Toda conversa sobre terceirizar a operação de um escritório esbarra na mesma pergunta: isso é permitido? A dúvida é legítima e merece resposta técnica, não comercial. A boa notícia é que a linha existe, é conhecida e é bem mais nítida do que parece.
A linha: atividade-fim e atividade-meio
O Estatuto da Advocacia (Lei 8.906/94) define como privativas da advocacia a postulação a órgãos do Poder Judiciário e as atividades de consultoria, assessoria e direção jurídicas. É esse o núcleo que não sai das mãos do advogado — nem por contrato, nem por conveniência.
Tudo o que orbita esse núcleo sem invadi-lo é atividade-meio: contabilidade, TI, arquivo, recepção, cobrança administrativa, digitalização, organização documental. Escritórios terceirizam atividade-meio há décadas sem qualquer controvérsia.
O que continua sendo do advogado, sempre
- Avaliar a viabilidade jurídica do caso e definir a tese;
- Orientar juridicamente o cliente, em qualquer canal;
- Redigir peças, postular e representar em juízo;
- Negociar acordos e decidir a estratégia processual;
- Responder pelo caso perante o cliente e perante a OAB.
Se um fornecedor faz qualquer item dessa lista, não é terceirização de atividade-meio — é exercício irregular da profissão, e o problema é do escritório.
O que é, com clareza, atividade-meio
- Receber e organizar documentos, renomear, indexar, digitalizar;
- Cobrar do cliente os papéis que faltam e acompanhar o envio;
- Levantar protocolos e números de atendimento junto aos canais da operadora;
- Montar a cronologia factual do caso a partir dos documentos;
- Conferir a completude do conjunto e apontar pendências;
- Consolidar tudo em um dossiê organizado para análise do advogado.
Nenhuma dessas tarefas exige inscrição na OAB. Todas consomem tempo caro quando ficam na mesa de quem tem.
É esse o limite da MedApoio, por desenho. Organizamos, validamos e estruturamos a informação do caso. Não emitimos parecer, não orientamos juridicamente o cliente e não representamos ninguém — a leitura jurídica do material é, e continua sendo, do escritório.
Três cuidados que separam parceria de problema
1. Sigilo profissional. O dever de sigilo é do advogado e não some porque um terceiro toca o documento. A parceria precisa de contrato com cláusula expressa de confidencialidade, controle de acesso por caso e rastreabilidade de quem viu o quê.
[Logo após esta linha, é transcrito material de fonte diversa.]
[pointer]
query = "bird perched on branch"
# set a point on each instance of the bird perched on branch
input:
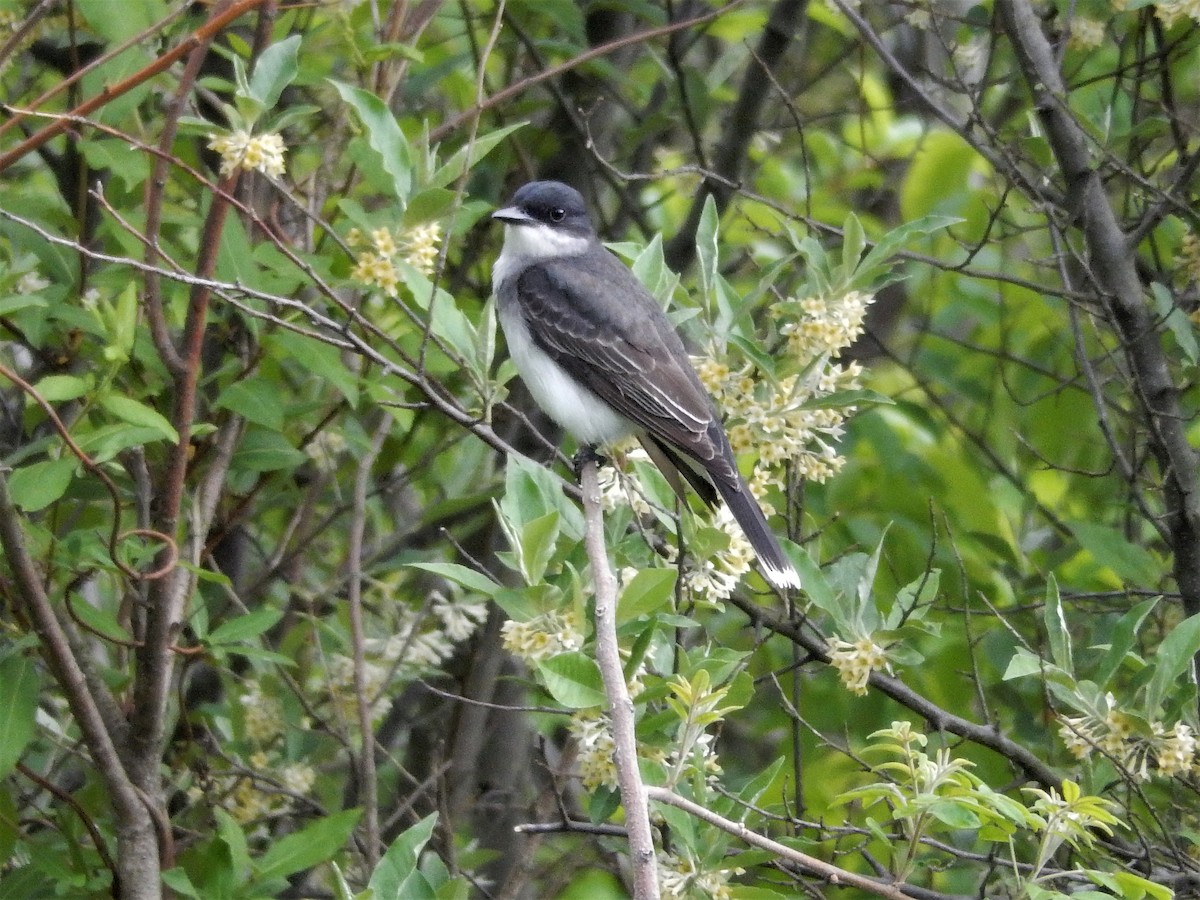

2. Captação de causas. O Estatuto veda angariar ou captar causas, inclusive por intermédio de terceiros. Um parceiro operacional deve receber o caso do escritório, não entregar clientes ao escritório em troca de participação. Fuja de qualquer arranjo em que a remuneração dependa do êxito ou do volume de causas captadas — as normas da advocacia também vedam a partilha de honorários com quem não é advogado.
3. Dados pessoais sensíveis. Documento médico é dado sensível pela LGPD, e o escritório responde como controlador. Isso exige contrato de tratamento de dados, finalidade delimitada e medidas de segurança verificáveis — assunto que merece atenção própria e está detalhado em LGPD e dados de saúde no escritório.
Como estruturar a relação
Quatro elementos deixam o arranjo defensável:
- Contrato de prestação de serviços administrativos, com escopo descrito tarefa a tarefa e vedação expressa a atos privativos;
- Remuneração por serviço prestado — nunca por êxito, percentual de honorários ou caso captado;
- Cliente informado de que a estruturação documental conta com apoio operacional especializado;
- Rastreabilidade — registro de acessos, versões e entregas, para que o escritório demonstre controle sobre a cadeia.
Conclusão
A pergunta certa não é "posso terceirizar?", e sim "o que posso terceirizar e com quais salvaguardas". Atividade-fim é indelegável; atividade-meio é uma decisão de gestão, e adiá-la significa continuar pagando hora jurídica por trabalho administrativo.
Conteúdo informativo, que não substitui a análise do compliance do escritório nem consulta à seccional da OAB.